5 steps to new job opportunities

Looking for a job?
You’ve made your first mistake. As cliché as it sounds, you won’t find it if you’re looking for it. Instead, make moves to create the position of your dreams (a place you feel valued and valuable, projects you’re interested in, opportunities that benefit from your talents, people you admire).
1. Skip small talk and have real conversations.
Schedule twenty-minute informational calls (or coffees) with people you respect to learn more about their work. Ask about the good, bad, and ugly bits of their industry. Then, find parallel roles in different fields and ask those individuals how they tackle similar challenges. Meaningful conversations build meaningful relationships.
And say thank you. You never know when your paths may cross. I’ve met strangers in Shanghai I’ve introduced to entrepreneurs in California. Your rolodex is one of your most prized commodities.
2. Know thyself.
What’s your anchor? You need something grounding you, a general direction you’re heading. It doesn’t need to be entirely specific, but you need a fencepost to harness your efforts (think of a laser beam vs. diffused light; concentrated anything is stronger and more effective).
Find a quiet place to relax with a cup of coffee and honestly assess what makes you miserable, what you’re good at, what you’d like to be doing, and what you can’t live without. Reserve an afternoon — or a week — to pay close attention to moments your heart flutters. Is it anxiety, excitement, or both?
3. Are you hunting or fishing?
You can look for freelance work or you can start writing articles about topics you’re passionate about. You can ask for job openings or you can volunteer a few hours of pro-bono consulting and evaluate a company’s needs. You can ask for references or you can send role models invitations to lectures that pertain to their projects.
By placing yourself in environments that highlight your strengths, you will attract opportunities and connections that are right for you. Just because you don’t have a job doesn’t mean you can’t start cultivating something great.
4. Walk with confidence. 
Unemployment doesn’t mean you’re less of a person. When you’re feeling down and out, it shows. Pay attention to your posture and the way you walk. If you’ve completed Steps 1-3, do so confidently, with your head high.
You have skills, you have talents; flaunt them. Your childhood, your struggles, your unique lessons and experiences all contribute to what makes you uniquely valuable. Make a list of your areas of expertise and fold it into your wallet if you’re needing an extra boost. 
5. Open windows and doors and screens and welcome everyone over for tea.

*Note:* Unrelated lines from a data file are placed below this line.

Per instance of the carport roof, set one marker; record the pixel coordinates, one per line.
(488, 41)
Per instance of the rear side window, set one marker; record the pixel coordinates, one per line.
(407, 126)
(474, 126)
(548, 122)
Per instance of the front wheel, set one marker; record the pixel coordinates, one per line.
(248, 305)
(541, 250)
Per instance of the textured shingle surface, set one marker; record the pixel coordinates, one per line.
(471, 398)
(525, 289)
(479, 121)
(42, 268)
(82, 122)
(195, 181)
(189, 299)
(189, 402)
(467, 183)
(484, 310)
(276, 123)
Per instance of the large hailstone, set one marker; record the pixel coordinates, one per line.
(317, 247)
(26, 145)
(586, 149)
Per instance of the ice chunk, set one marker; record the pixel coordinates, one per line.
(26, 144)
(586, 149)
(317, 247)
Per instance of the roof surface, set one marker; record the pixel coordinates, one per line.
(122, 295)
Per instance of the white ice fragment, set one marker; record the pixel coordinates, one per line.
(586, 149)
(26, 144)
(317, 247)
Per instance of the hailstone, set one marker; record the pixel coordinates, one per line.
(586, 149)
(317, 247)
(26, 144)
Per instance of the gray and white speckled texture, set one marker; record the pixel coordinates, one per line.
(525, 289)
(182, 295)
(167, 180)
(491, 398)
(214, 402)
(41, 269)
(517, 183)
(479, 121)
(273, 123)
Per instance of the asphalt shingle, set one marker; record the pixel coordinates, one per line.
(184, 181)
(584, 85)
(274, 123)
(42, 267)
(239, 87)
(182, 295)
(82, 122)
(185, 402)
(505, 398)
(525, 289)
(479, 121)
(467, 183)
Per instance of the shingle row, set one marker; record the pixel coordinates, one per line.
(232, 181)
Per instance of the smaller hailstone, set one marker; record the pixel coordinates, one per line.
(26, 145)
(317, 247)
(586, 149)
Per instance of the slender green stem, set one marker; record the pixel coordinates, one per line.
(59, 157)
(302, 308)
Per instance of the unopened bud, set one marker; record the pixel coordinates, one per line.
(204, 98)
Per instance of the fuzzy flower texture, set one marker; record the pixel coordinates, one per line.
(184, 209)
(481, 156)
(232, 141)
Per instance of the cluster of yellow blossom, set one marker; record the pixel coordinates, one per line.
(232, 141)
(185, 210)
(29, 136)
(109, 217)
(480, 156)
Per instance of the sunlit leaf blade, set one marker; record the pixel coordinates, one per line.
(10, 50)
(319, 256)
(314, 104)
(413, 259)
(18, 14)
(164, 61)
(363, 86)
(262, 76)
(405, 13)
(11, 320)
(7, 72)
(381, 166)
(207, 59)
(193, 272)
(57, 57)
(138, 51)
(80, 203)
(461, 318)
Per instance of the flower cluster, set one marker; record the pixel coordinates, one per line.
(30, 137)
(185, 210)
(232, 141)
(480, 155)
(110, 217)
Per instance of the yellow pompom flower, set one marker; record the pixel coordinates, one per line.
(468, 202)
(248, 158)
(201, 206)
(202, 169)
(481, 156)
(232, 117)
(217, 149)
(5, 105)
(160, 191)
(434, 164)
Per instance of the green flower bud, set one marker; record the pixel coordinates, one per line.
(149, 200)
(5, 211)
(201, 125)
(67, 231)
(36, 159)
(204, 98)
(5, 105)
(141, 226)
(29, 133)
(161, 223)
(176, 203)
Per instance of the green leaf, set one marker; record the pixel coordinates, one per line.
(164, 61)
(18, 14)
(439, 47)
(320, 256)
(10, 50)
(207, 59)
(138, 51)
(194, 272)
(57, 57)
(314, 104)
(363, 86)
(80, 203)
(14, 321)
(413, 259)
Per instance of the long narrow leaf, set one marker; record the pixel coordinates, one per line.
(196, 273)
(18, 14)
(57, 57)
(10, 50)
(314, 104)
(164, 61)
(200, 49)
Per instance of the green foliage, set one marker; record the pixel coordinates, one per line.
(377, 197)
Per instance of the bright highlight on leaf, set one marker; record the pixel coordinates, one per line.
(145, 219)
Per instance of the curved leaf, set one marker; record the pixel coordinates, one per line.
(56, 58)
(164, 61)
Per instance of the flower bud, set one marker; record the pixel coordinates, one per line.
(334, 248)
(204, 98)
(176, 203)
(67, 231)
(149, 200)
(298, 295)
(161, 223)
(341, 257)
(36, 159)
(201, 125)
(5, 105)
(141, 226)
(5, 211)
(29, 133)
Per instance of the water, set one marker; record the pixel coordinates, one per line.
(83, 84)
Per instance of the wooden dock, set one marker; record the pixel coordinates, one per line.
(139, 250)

If you can reframe “unemployment” as an opportunity, you’re on your way to gold. Imagine yourself as a traveler, an adventurer. There will be ups and downs, exhilaration and disappointment. Open up to all of it. It’s too easy to focus on one thing and dwell; you’ll think yourself into a frenzy, or worse yet, paralyze yourself from action. Force your anxieties to adopt a wider perspective and welcome whatever comes your way, regardless of form. If you allow it, your journey may surprise you.